In its first 13 weeks, Viagra sold 2.7 million prescriptions. Dr Bell explained that Viagra disrupts a common enzyme that occurs in many animal species and is related to many different functions beyond the sexual. Yet, have you heard its manufacturer, any government regulator or any medical body express the slightest concern about its environmental impact?
Ugly Excess
The volume of discharges from other personal care products is astounding. In 1993, in Germany alone, 559,100 tons of cosmetics found their way into the ecosystem. These included thousands of tons of synthetic musks some known carcinogens. Topical disinfectants have been found in many natural waters in Europe. Even sunscreen agents, through the magic of bio-concentration, have been found in lake fish at concentrations of over 5,000 times higher than in the water itself.
"When will we wake up and address our reckless folly?" asked Dr. Bell. "When will we compel our regulators to start exercising the precautionary principle? When will we stop saying: Let's use [drugs] until people and animals start dying, and instead say: Let's not use them until we test them?"
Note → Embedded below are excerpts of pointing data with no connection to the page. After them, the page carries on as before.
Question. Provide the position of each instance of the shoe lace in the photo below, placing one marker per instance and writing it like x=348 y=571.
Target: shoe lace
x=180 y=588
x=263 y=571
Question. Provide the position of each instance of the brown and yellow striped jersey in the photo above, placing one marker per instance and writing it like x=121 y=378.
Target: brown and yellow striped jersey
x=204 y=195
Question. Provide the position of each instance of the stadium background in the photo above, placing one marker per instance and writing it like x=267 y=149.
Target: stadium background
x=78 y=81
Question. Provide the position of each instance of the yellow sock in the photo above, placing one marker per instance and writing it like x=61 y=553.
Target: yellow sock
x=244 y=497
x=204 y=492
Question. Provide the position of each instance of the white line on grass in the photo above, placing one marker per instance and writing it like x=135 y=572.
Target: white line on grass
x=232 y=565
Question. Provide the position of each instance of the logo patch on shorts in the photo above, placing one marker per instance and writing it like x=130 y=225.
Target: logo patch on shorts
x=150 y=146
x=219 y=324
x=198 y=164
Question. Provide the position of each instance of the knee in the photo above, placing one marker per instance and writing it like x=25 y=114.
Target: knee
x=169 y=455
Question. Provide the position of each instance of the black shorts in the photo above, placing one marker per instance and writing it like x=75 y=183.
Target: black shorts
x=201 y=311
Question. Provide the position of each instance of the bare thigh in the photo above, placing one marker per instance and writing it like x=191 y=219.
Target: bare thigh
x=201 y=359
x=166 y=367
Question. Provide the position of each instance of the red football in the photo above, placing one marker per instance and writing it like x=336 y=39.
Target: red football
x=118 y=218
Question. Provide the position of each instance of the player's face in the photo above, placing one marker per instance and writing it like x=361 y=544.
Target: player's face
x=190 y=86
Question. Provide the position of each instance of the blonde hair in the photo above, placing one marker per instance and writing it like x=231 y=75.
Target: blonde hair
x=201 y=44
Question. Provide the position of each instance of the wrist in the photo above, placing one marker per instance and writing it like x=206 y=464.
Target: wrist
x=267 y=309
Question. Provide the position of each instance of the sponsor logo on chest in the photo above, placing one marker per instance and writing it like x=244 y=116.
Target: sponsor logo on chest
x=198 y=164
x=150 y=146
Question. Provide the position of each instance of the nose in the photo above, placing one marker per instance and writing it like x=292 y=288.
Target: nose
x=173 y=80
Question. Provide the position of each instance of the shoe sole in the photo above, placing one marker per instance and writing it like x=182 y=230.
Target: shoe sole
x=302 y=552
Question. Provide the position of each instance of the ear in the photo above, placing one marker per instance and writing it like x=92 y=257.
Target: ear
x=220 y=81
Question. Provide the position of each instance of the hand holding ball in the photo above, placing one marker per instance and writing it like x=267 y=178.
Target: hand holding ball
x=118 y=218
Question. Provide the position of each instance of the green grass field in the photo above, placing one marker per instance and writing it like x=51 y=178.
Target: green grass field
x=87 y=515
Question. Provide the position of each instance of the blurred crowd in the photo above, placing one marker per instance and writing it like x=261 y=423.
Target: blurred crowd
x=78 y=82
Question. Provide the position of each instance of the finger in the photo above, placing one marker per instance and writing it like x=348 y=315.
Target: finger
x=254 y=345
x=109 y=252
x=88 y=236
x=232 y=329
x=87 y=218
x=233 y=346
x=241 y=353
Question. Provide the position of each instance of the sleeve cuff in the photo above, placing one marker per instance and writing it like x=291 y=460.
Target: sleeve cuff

Of course, drug residues are only one component of the contamination of our water supply. Like most industrialized countries, Canada discharges vast quantities of toxic or potentially toxic substances into ocean and inland waters. Pesticides and other agrochemicals, disinfectant agents and their byproducts (such as trihalomethanes) and other industrial chemicals of an astonishing diversity constitute our "contaminants of choice."
"I urge you to act to stem the tide of chemicals and other pollutants that are pouring into our waters," Dr. Bell charged the conference participants on Parliament Hill. "I urge you to do so in order that, literally, the lives of our grandchildren may not be blighted with suffering and insidious pain."
He added that we not only need to stop contaminating our water, we also need to quit wasting it. The average Canadian uses 340 litres of water daily while the average citizen of a developing country uses 10 litres per day.
"We need to act now to preserve our water supply for future generations. We need to become aware of what we are doing to the biosphere, and we need to begin acting responsibly," said Dr Bell.